Yaklaşık bir yıldır yaşadığı ağrılardan kurtulan Emel Tosun, “Dinmek bilmeyen eklem ağrılarım, ateş ve terlemem beni çok yıprattı. Ameliyat olmama rağmen iyileşememiş olmanın verdiği huzursuzluk da beni psikolojik olarak etkiledi. 20 sene önce lenf kanseri geçirmiştim. Kanser tedavisi gördüğüm dönemde bile böyle ağrılar çekmedim. Kanser kemiğime mi sıçradı, diye çok endişe ettim. İyileşeceğime dair umudumu kaybetmeye başlamıştım. Çok şükür ki, Erhan hocaya ulaştım. Kendisi, muayene ve tahliller sonrasında paratiroid tümörümün nerede olduğunu buldu ve ameliyatımı yaparak tümörü çıkarttı. Artık sağlığım yerine geldi.
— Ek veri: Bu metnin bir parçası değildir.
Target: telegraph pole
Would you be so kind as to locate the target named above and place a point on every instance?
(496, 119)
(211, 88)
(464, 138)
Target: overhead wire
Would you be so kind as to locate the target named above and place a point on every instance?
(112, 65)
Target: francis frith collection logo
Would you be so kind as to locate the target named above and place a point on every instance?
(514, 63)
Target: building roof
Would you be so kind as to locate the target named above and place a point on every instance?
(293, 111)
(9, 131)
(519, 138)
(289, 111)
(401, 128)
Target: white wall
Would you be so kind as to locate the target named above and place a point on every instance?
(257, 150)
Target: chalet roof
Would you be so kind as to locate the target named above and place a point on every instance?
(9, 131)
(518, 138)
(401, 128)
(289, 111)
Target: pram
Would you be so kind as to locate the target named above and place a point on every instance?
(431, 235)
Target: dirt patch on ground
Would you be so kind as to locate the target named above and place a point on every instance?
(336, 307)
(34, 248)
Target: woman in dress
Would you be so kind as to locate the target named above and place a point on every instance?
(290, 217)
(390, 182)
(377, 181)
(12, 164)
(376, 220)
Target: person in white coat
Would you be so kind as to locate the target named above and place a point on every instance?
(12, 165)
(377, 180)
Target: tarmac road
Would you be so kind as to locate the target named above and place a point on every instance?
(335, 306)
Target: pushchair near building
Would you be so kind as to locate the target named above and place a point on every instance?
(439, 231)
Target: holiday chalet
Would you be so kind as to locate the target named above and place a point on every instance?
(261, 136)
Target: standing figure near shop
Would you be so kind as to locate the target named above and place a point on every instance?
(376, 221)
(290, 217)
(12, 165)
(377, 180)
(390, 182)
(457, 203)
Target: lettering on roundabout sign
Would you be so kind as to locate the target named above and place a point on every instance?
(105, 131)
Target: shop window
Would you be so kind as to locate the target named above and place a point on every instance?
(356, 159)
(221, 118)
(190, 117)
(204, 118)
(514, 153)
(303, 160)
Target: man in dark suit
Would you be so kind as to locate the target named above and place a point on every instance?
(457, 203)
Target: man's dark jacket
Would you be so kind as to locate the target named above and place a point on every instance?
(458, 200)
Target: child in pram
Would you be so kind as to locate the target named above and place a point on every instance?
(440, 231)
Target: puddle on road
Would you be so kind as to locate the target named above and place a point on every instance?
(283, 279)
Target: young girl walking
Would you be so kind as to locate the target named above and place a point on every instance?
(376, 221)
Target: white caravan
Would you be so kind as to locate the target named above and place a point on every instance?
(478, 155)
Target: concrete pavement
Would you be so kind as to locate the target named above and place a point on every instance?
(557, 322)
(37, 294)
Çok mutluyum” dedi.
“ENDER GÖRÜLEN BİR DURUM”
Emel Tosun’un ameliyatını gerçekleştiren Endokrin Cerrahi Uzmanı Prof. Dr. Erhan Ayşan, "Yaptığımız değerlendirmede, paratiroid bezinin olağan yerinde olmadığını, göğüs boşluğunun içinde olduğunu belirledik. Bu ender görülen bir durum olsa da biz gerekli hazırlıklarımızı buna göre yaptık ve ameliyatı başarıyla gerçekleştirdik. Üstelik bu ameliyatı, ilk ameliyatta açılan aynı kesiden yaptık. Göğüs boşluğundaki kitleyi bu kesiden çıkardık. Bu tür vakalarda dikkatli bir değerlendirme ve deneyim çok önemlidir. Ayrıca tiroid bezindeki kanserinin çok küçük olması hastaya avantaj sağladı. Böylece, kansere yönelik ek bir tedaviye de gerek kalmadı” ifadelerini kullandı.
“NÜKS EDEN BÖBREK TAŞLARINA DA DİKKAT”
Bu hastaların genelde şanssız hastalar olduğunu ifade eden Yeditepe Üniversitesi Koşuyolu Hastanesi, Endokrin Cerrahi Uzmanı Prof. Dr. Erhan Ayşan, “Paratiroid bezleri fazla çalıştığında yaygın vücut ağrıları yaşanır. Tanıyı koymak kolay olmadığından, ne yazık ki bu hastalar çoğunlukla şikayetlerini abartmakla, hatta gerçekçi olmamakla suçlanırlar. Oysa paratiroid bezi fazla çalıştığında kemiklerdeki kalsiyumu kana çeker. Kemikler kalsiyum kaybettiğinde incelir, zayıflar ve ağrı yapmaya başlar. Bu tür hastalarda ilk muayene sırasında kanda, kalsiyum ve paratiroid hormonuna bakılarak teşhis konulabilir. Bu aşamadan sonra geriye, hangi paratiroid bezinin hasta olduğunu belirlemek ve doğru bir ameliyat tekniği ile onu çıkartmak kalır. Ağrıdan sonra ikinci sıklıkta gördüğümüz belirti ise, böbrek taşlarıdır. Nüks eden böbrek taşları olan kişiler mutlaka bir endokrinoloji uzmanına ya da bir endokrin cerraha başvurmalıdırlar. Tırnak deformasyonları, gözlerde katarakt oluşması ender de olsa görülen diğer bulgulardır” dedi.